The issue of pay is a wider one and applies beyond the health sector, and the Senator will know that the Public Service Pay Commission identified staffing shortages as reported in submissions from the health sector. The commission noted in its report that there are recruitment problems in specialist groups, including groups that are internationally in demand, such as consultants. It has recommended that consideration be given to commissioning a more comprehensive examination of underlying difficulties in recruitment and retention in those sectors and employment streams where difficulties are clearly evident. This exercise is due to be completed by the end of 2018.
The Minister for Health, Deputy Harris, is satisfied that the HSE is focused on filling all consultant posts and doing so in an efficient and effective manner. The full implementation of the consultant recruitment group will achieve this.
I thank the Minister. I am afraid I do not necessarily agree with the contents of the reply. The information that I have is that we still have a major problem in that the number of people applying for posts is drastically reduced, and the number of posts advertised which attracted no applicants.
I have been consistently looking for exact details of vacancies in hospitals since 2012. I got a reply from the HSE less than 12 months ago that it could not give me that information.

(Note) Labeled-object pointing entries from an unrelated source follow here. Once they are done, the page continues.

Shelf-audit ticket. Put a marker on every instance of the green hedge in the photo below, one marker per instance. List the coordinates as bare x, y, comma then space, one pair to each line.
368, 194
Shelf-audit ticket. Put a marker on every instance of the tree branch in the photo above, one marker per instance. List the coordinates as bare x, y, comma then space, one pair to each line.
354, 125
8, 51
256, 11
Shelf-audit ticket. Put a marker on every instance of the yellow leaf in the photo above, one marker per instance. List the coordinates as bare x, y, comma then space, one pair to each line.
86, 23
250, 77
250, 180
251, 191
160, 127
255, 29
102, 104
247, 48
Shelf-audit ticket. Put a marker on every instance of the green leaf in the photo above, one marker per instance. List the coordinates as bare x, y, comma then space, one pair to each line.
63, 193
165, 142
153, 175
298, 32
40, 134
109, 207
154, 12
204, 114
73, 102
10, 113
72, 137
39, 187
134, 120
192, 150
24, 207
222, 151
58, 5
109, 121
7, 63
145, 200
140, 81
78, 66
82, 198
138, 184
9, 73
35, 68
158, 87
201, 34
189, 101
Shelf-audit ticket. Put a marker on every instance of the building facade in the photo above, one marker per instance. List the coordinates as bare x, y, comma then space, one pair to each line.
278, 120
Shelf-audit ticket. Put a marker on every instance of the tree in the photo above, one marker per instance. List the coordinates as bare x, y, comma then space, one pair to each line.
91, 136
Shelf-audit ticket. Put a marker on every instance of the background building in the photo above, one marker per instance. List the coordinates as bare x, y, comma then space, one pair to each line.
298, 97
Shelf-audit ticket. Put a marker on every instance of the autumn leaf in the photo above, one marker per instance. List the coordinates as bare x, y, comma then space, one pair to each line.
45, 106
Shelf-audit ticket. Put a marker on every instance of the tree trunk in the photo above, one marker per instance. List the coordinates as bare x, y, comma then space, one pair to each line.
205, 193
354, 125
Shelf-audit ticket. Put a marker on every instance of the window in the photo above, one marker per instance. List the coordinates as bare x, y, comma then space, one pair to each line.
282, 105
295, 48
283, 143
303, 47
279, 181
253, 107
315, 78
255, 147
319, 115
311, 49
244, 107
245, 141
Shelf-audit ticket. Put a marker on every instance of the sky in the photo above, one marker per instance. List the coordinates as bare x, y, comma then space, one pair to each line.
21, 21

We are talking about a national organisation and between 2,500 and 2,800 posts, and yet the HSE could not give me a breakdown of the vacancy levels. It has now put a mechanism in place to compile all the information.
If we go back 15 or 20 years ago, when it was known that someone was retiring, a post would be advertised before the vacancy arose. The HSE seems to have developed a policy, especially over the last five to ten years, of allowing the vacancy to occur first before advertising it. As a result we are paying for locums and agency doctors. I have no evidence that this has changed since I raised this issue over two years ago. I know of positions that have arisen and six month later the advertisements are in the newspapers for a new consultant. That has not changed and is an issue that should be taken back to the Minister.
Those are fair points. The Senator should realise that if the advertising of vacancies is advanced there will be a surge in the number of vacant posts in the short term. If the Senator is tracking the number of vacant posts he will, by his own suggestion, see a big increase in them. Notwithstanding that, it is probably a good idea to plan and anticipate workforce planning. I will alert the Minister for Health, Deputy Harris, to the Senator's concern that the vacancy data is only being compiled and that efficient workplace planning would require anticipation of these posts arising in the future. It is not in dispute that there is a problem with recruitment and the fact of small numbers of applicants for vacancies is the reason the considerable efforts of Professor MacCraith and the consultant group has been put in place.